Gas Power plat. Photo/Pixabay

Considering the amount of stranded gas that can be utilised for domestic consumption and the nation’s energy challenges, stakeholders in the gas sector have said gas-fired power generation represents the most economically viable and immediate means to fuel Nigeria’s energy needs.   

According to them, most of the gas produced is not channelled for local production due to the pricing regime.
   
Speaking at a technical symposium on gas utilisation, the Special Adviser to the Minister of State for Petroleum Resources, Dr. Timothy Okon, explained that efforts were being made to address the challenges limiting the utilisation of gas for domestic purposes.

   
He noted that though extractive industries support frontier economy and not development, frameworks need to be developed to promote a competitive market that encourages the operators to invest.
 
He explained further that though sector-based pricing was adopted as a form of intervention in some cases to drive consumption and grow critical sectors of the economy, enterprises that utilise gas for commercial purposes should be willing to pay more.
  
Although the Federal Government is targeting 2021 as the year in which the gap in supply and demand will be substantially bridged, operators note that government policy needs to focus on developing adequate infrastructure, providing enabling commercial terms, settling and preventing future debts related to gas and power supply, and improving the business environment.
   
According to operators, the current Domestic Supply Obligation (DSO) procedure that allocates arbitrary pricing on gas supplied by the upstream gas producers without considering the viability of such pricing does not work and is a disincentive to gas producers investing in the gas infrastructure required to utilise Nigeria’s vast gas reserves.

President of the National Gas Association (NGA), Mrs Audrey Joe Ezigbo, argued that the gas sector can aid Nigeria’s diversification agenda if government is deliberate about the gas-to-power initiative, especially for industries.   
   
Noting that the 2008 regulations already defined the commercial regulations for the gas sector, Okon added that fiscal abuses bordering on producer cartels and economic hold up as well as regulatory illiteracy should be addressed.
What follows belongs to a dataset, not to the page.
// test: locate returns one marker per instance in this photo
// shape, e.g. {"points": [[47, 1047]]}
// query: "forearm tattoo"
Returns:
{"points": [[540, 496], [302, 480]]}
The General Manager, Gas, Seplat Petroleum Development Company Plc, Okechukwu Mba, who represented Austin Avuru, the Chief executive Officer, said SEPLAT contributes about 30 per cent of domestic gas supply in Nigeria.
  
According to him, in the quest to supply gas to the Nigerian market, the Phase I expansion of 150MMscfd of Oben Gas Plant was completed in 2015, while the Phase II expansion adding 225MMscfd processing capacity was completed in 2016.
  
He added: “Our current well stock is capable of delivering around 400 MMscfd (gross). We have additional processing capacity available for 3rd party volumes (future tariffing revenue)
 
“Over $300million has already been invested in Oben Gas Plant Expansion Project. Our Sapele Gas Plant Upgrade and ANOH Project are to add 315MMscfd Capacity by 2020.”